Attieh, Michel; Dent, Edward A; Happney, Logan; Roback, John D; Alter, David N; Barrette, Eileen; Then, Caroline; Sullivan, H Cliff.
Afiliación
  • Attieh M; Department of Pathology and Laboratory Medicine, Emory University School of Medicine, Atlanta, Georgia, USA.
  • Dent EA; Department of Pathology and Laboratory Medicine, Emory University School of Medicine, Atlanta, Georgia, USA.
  • Happney L; American Red Cross, Charlotte, North Carolina, USA.
  • Roback JD; Department of Pathology and Laboratory Medicine, Emory University School of Medicine, Atlanta, Georgia, USA.
  • Alter DN; Department of Pathology and Laboratory Medicine, Emory University School of Medicine, Atlanta, Georgia, USA.
  • Barrette E; Department of Pathology and Laboratory Medicine, Emory University School of Medicine, Atlanta, Georgia, USA.
  • Then C; Department of Pathology and Laboratory Medicine, Emory University School of Medicine, Atlanta, Georgia, USA.
  • Sullivan HC; Department of Pathology and Laboratory Medicine, Emory University School of Medicine, Atlanta, Georgia, USA.
Transfusion ; 63(4): 888-892, 2023 04.
Article en En | MEDLINE | ID: mdl-36794568
ABSTRACT

BACKGROUND:

Platelet-transfusion refractory (PR) patients do not achieve expected post-transfusion platelet counts. We investigate suspected PR patients with post-transfusion platelet counts, indirect platelet antibody screens (ind-PAS), Class I HLA antibody tests (HLA-Scr), and physical platelet crossmatch (PXM) studies. STUDY DESIGN AND

METHODS:

The three following cases describe possible pitfalls of laboratory tests used in PR workup and management.

RESULTS:

Case #1 Antibody testing detected antibodies to only HLA-B13, corresponding to a 4% calculated panel reactive antibodies (CPRA; 96% predicted donor compatibility).
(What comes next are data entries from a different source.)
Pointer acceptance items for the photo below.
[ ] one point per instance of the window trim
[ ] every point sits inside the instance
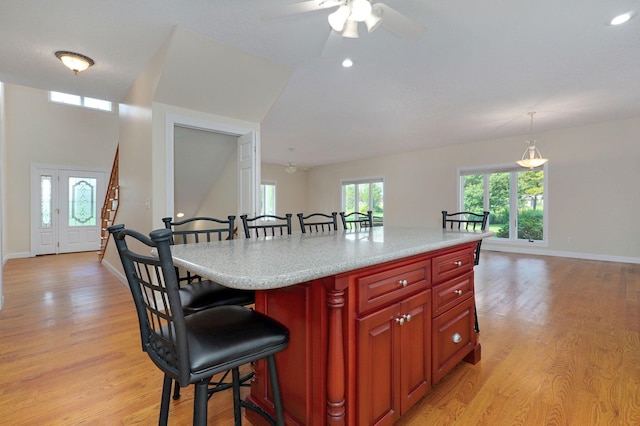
(503, 168)
(83, 101)
(358, 181)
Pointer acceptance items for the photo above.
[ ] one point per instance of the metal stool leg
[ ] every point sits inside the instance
(237, 404)
(275, 388)
(200, 401)
(164, 402)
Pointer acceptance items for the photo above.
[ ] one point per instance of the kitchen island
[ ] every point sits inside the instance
(376, 317)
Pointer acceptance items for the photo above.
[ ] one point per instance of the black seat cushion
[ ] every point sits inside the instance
(228, 336)
(207, 294)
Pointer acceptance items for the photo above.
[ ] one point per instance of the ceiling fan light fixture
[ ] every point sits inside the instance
(374, 19)
(350, 29)
(531, 158)
(338, 18)
(360, 10)
(74, 61)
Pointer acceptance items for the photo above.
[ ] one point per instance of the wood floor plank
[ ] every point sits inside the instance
(560, 346)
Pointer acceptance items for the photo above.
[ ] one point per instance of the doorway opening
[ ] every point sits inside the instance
(246, 167)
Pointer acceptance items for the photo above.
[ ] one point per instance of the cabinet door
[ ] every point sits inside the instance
(415, 340)
(453, 338)
(378, 378)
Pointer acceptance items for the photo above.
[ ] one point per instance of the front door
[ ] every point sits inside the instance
(65, 209)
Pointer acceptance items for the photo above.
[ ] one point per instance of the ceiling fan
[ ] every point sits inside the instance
(344, 21)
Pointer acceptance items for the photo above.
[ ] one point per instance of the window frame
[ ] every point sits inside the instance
(513, 199)
(360, 181)
(83, 101)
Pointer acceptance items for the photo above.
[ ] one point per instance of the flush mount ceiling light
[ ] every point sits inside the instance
(74, 61)
(531, 157)
(621, 19)
(291, 168)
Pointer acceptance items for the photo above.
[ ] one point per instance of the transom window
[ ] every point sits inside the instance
(515, 198)
(82, 101)
(362, 195)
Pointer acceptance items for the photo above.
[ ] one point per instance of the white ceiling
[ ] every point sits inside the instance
(474, 75)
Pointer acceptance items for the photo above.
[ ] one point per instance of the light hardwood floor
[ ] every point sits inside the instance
(560, 346)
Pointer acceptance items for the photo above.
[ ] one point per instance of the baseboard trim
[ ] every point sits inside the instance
(569, 254)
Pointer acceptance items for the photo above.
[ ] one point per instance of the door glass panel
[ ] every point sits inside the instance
(530, 205)
(45, 201)
(499, 202)
(363, 198)
(82, 201)
(378, 199)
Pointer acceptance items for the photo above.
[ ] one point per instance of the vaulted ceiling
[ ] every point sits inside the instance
(474, 75)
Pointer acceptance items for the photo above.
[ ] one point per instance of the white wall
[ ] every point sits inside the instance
(592, 178)
(41, 132)
(222, 198)
(2, 180)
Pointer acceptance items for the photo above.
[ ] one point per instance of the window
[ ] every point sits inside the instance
(363, 195)
(66, 98)
(514, 197)
(268, 198)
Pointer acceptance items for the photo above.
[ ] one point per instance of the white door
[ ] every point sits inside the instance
(247, 174)
(66, 207)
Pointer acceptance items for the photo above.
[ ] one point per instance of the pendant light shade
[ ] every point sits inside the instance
(531, 157)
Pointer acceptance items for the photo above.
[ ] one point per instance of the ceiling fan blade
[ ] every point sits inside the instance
(399, 24)
(333, 45)
(296, 8)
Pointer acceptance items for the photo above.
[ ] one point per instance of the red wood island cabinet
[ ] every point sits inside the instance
(367, 344)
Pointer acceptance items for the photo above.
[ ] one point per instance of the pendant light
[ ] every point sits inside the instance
(531, 157)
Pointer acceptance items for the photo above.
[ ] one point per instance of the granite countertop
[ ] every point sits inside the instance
(273, 262)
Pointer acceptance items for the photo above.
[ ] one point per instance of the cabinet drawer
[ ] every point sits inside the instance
(450, 293)
(452, 264)
(390, 285)
(453, 338)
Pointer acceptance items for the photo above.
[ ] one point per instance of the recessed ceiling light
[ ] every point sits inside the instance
(621, 19)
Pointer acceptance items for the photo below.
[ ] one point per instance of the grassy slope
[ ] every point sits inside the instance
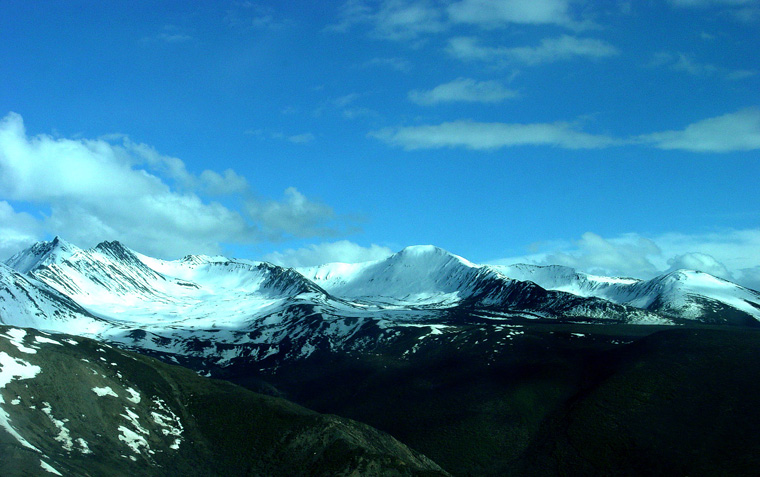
(227, 430)
(551, 402)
However, PXM showed the patient compatible with 11/14 (79%) donors; two of the PXM-incompatible units were ABO-incompatible. Case #2 PXM revealed compatibility with 1/14 screened donors; however, the patient did not respond to the product from the compatible donor. The patient did respond to HLA-matched product. Dilution studies provided evidence of the prozone effect, which caused negative PXM despite clinically relevant antibodies. Case #3 There was a discrepancy between the ind-PAS and HLA-Scr. Ind-PAS was negative for HLA antibodies, while HLA-Scr was positive and specificity testing corresponded to 38% CPRA. Per the package insert, the sensitivity of ind-PAS is ~85% compared to HLA-Scr.

DISCUSSION:

These cases highlight the importance of investigating incongruent results. Cases #1 and #2 demonstrate PXM pitfalls ABO incompatibility can result in positive PXM and false-negative PXM can occur in the setting of the prozone effect. Case #3 reveals the importance of knowing a test's sensitivity. Centers that only perform ind-PAS may fail to detect HLA antibodies.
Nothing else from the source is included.